Thankfully, after much digging on the Roma Pass website, I was able to find a PDF of exactly what I was looking for – a table comparing the current full-price of a ticket with the reduced rate you’d pay if you had a Roma Pass. The ticket prices that are on this PDF at the moment are 2010 prices.
Using this PDF, here are some examples of the cost difference between a full-price ticket (without a Roma Pass) and a discounted ticket (with a Roma Pass, after your first two free attractions):
|Museum/Attraction||Ticket w/o Roma Pass||Ticket w/Roma Pass|
|Castel Sant’Angelo Museum||€5||€3|
|Ostia Antica Site||€6.50||€3.25|
As you can see, the Roma Pass knocks a few euro of the price of every attraction – and in some cases the cost of entry is cut in half.

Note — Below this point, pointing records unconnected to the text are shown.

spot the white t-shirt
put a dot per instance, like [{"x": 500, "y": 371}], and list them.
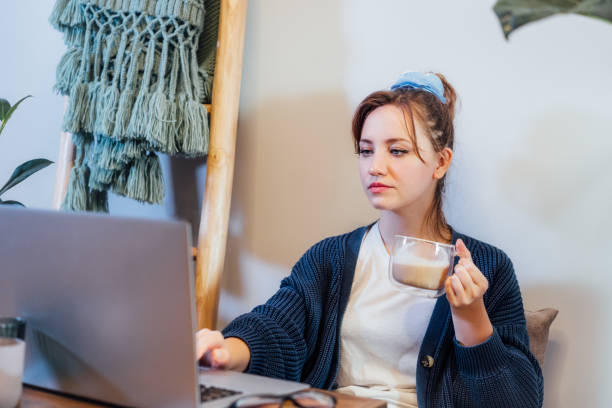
[{"x": 382, "y": 331}]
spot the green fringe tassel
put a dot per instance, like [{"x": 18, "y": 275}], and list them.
[
  {"x": 124, "y": 112},
  {"x": 137, "y": 126},
  {"x": 77, "y": 108},
  {"x": 145, "y": 181},
  {"x": 131, "y": 150},
  {"x": 98, "y": 201},
  {"x": 66, "y": 14},
  {"x": 76, "y": 194},
  {"x": 67, "y": 72},
  {"x": 75, "y": 36},
  {"x": 195, "y": 140},
  {"x": 100, "y": 178},
  {"x": 106, "y": 153},
  {"x": 105, "y": 122},
  {"x": 94, "y": 102},
  {"x": 161, "y": 124}
]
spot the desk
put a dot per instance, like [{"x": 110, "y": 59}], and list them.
[{"x": 36, "y": 398}]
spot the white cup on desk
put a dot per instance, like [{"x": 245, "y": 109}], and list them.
[{"x": 12, "y": 358}]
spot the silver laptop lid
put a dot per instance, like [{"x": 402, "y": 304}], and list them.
[{"x": 100, "y": 296}]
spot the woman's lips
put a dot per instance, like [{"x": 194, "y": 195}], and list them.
[{"x": 378, "y": 187}]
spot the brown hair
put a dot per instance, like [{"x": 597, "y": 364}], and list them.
[{"x": 437, "y": 117}]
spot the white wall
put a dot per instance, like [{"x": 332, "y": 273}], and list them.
[{"x": 531, "y": 169}]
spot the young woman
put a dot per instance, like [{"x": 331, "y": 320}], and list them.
[{"x": 337, "y": 323}]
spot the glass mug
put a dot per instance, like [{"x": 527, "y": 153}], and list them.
[{"x": 419, "y": 266}]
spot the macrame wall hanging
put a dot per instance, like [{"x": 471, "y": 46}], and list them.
[{"x": 137, "y": 73}]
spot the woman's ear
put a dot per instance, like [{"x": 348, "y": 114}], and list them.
[{"x": 444, "y": 160}]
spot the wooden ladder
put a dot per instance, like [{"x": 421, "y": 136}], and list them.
[{"x": 212, "y": 236}]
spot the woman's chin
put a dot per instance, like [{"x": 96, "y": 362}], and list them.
[{"x": 380, "y": 204}]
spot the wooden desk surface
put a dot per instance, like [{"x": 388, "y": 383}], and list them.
[{"x": 36, "y": 398}]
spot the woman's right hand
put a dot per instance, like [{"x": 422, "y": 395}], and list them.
[{"x": 212, "y": 350}]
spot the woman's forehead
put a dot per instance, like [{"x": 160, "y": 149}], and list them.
[{"x": 390, "y": 124}]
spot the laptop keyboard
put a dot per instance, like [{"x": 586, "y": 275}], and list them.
[{"x": 213, "y": 393}]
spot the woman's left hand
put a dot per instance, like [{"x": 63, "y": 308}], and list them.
[
  {"x": 464, "y": 291},
  {"x": 467, "y": 285}
]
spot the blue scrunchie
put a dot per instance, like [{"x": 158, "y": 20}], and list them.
[{"x": 419, "y": 80}]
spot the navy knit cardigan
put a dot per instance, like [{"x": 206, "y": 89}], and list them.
[{"x": 295, "y": 335}]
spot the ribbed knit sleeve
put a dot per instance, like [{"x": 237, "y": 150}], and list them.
[
  {"x": 282, "y": 333},
  {"x": 500, "y": 372}
]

Since it’s only the first two attractions that are completely free, you want to plan it so those are the first two you visit on your Roma Pass. And since entry to the Colosseum is now up to €12 as of this writing, that’s one of the sites you’ll want to visit first!
There’s an additional perk to visiting the Colosseum as one of your first two attractions on your Roma Pass, too. Because the Colosseum is on what’s called a “combined ticket” with the Roman Forum and the Palatine Hill, your free entry to the Colosseum also gets you free entry into those two sites – whether you’ve already used your other free entry or not. Of course, you can visit any of these three sites on the Colosseo/Palatino/Foro Romano “combined ticket” in any order you like, but you’ll save the most money if you at least make one of them your first two stops on your Roma Pass.
There are a few “combined tickets” that are included on the Roma Pass, and this information is also listed on that PDF that shows full-price vs. discounted-price tickets (it’s a handy one-page document). The other thing to note from that PDF is the phrase “prenotazione obbligatoria” underneath the listing for the Galleria Borghese – this means you’ll have to reserve a specific time to visit in advance, whether you have a Roma Pass or not. There’s a €2 fee for making the reservation, and that’s the same for everyone.
So, the bottom line is that to be completely certain the Roma Pass is a good deal for you, you’ll need to have a rough idea of the museums and other attractions from the Roma Pass list that you’d like to see – and you’ll need to do a little math. But at least now you have the tools you need to do all the figuring necessary!
Where to Buy a Roma Pass
You can buy a Roma Pass at any of the museums/attractions included on the pass, just tell them at the ticket window that you’d like to buy the pass and validate it right then. You can also buy a pass at any of the Tourist Information offices in Rome, and there’s also a way to buy it online. The Roma Passes cannot be mailed to you, however, so even if you buy it online in advance you’ll pick it up in Rome. In the purchase process you choose which Tourist Information office you’ll pick up your pass from.